Pero el señor Cobb tenía razón en una cosa. Su profesor era un ser humano con una vida privada y una carrera que tal vez le hicieran imposible ocuparse del caso de Dana.
Heidi tenía que conseguir que se interesara por su amiga. Y la mejor manera de hacerlo era asegurarse de que su sinopsis fuera, en efecto, una obra maestra.
– ¡Ahí está Max, papá! -Kevin empezó a agitar el brazo.
Gideon giró la cabeza y vio que su mejor amigo atravesaba el salón lleno de gente del Jolly Roger. Eran amigos desde hacía dieciocho años o más, y Gideon podía decir sin reparos que nunca lo había visto tan feliz. El matrimonio había transformado a Max. Y la noticia de que iba a ser padre mantenía una perpetua sonrisa en su cara.
– Eh, Kevin, ¿qué tal te va? -el hombre alto y de pelo negro dio una palmada a Kevin en el hombro y se sentó en un taburete, junto a él.

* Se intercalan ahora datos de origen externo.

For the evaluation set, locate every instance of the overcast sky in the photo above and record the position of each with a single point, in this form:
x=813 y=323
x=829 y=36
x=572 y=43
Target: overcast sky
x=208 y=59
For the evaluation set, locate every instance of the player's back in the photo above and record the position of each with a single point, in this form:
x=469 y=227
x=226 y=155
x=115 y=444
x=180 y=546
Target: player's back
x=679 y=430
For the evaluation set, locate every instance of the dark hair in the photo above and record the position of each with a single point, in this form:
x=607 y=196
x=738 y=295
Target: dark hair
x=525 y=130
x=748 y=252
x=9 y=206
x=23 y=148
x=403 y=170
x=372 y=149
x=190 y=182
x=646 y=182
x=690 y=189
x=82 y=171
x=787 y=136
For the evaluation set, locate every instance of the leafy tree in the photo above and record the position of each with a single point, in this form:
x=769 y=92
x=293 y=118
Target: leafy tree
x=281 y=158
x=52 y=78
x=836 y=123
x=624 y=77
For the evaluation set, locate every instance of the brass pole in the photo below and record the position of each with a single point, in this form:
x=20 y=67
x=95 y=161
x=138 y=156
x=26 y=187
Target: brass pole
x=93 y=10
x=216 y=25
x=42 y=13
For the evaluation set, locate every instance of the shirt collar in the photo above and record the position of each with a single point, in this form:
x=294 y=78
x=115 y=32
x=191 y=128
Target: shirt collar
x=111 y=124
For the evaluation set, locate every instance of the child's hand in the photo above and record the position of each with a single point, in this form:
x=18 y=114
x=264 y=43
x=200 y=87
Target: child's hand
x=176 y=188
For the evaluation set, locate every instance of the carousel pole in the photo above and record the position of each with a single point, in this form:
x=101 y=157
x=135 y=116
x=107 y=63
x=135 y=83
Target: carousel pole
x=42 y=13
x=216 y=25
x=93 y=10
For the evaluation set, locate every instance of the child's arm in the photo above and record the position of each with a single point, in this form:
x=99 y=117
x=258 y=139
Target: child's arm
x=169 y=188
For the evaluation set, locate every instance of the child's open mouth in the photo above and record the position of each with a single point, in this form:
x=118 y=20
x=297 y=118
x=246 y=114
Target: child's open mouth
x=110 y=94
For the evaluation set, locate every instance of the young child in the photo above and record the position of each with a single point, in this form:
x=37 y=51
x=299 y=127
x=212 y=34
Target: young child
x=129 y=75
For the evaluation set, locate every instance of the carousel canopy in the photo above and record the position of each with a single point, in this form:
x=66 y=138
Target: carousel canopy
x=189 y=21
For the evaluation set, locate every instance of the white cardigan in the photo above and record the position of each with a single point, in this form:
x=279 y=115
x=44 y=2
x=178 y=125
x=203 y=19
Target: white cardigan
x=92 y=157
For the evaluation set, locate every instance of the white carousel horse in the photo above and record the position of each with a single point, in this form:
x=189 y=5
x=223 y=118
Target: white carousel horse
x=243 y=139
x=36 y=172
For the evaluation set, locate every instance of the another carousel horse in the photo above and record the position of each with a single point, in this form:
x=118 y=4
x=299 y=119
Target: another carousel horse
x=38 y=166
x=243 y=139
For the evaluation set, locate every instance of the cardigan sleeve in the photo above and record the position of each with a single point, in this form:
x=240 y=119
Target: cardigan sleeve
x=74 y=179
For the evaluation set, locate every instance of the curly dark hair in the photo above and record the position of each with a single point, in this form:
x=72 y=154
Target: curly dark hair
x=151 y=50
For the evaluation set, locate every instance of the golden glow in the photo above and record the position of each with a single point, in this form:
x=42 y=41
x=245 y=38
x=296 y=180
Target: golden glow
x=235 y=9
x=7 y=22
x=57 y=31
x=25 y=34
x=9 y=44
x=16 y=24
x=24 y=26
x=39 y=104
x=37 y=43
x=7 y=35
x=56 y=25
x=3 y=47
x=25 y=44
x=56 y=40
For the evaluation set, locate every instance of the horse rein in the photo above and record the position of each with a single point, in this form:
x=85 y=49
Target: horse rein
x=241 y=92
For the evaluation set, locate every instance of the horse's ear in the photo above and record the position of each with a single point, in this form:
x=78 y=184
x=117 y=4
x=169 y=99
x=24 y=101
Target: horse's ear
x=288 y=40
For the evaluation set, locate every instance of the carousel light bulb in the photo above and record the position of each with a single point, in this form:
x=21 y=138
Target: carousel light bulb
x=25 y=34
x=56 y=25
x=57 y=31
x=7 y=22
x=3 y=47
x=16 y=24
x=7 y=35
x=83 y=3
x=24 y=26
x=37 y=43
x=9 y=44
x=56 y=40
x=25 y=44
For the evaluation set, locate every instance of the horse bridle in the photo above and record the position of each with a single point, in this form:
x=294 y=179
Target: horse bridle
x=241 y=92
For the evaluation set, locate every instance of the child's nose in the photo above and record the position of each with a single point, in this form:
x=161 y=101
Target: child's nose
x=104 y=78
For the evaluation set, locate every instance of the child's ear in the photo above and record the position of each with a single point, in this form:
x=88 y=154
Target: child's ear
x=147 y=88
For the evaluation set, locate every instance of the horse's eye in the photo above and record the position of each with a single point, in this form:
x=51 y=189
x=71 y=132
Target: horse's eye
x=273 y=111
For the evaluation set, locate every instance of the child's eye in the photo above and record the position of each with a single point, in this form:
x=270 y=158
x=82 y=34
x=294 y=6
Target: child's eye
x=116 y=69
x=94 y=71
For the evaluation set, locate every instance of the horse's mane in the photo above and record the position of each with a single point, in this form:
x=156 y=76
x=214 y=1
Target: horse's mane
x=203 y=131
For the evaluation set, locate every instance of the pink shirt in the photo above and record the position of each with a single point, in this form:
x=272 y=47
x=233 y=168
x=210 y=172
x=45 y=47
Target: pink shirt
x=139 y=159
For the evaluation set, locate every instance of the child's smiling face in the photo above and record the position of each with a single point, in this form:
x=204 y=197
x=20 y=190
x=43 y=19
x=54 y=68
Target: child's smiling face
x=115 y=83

– Muy bien. ¿Dónde está Gaby?
– Ha tenido que ir a un seminario después del trabajo.
– Mierda -masculló Kevin.
Gideon sonrió.
– Así que, como te has quedado solo, has decidido aceptar nuestra invitación. Supongo que somos mejor que nada.
Max sonrió. Estaba locamente enamorado de su mujer, pensó Gideon por enésima vez.
Gideon se había enamorado de Fay a los veintidós años. Entonces creía que ella también lo amaba. Pero sus infidelidades antes y después de su boda habían destruido esa creencia.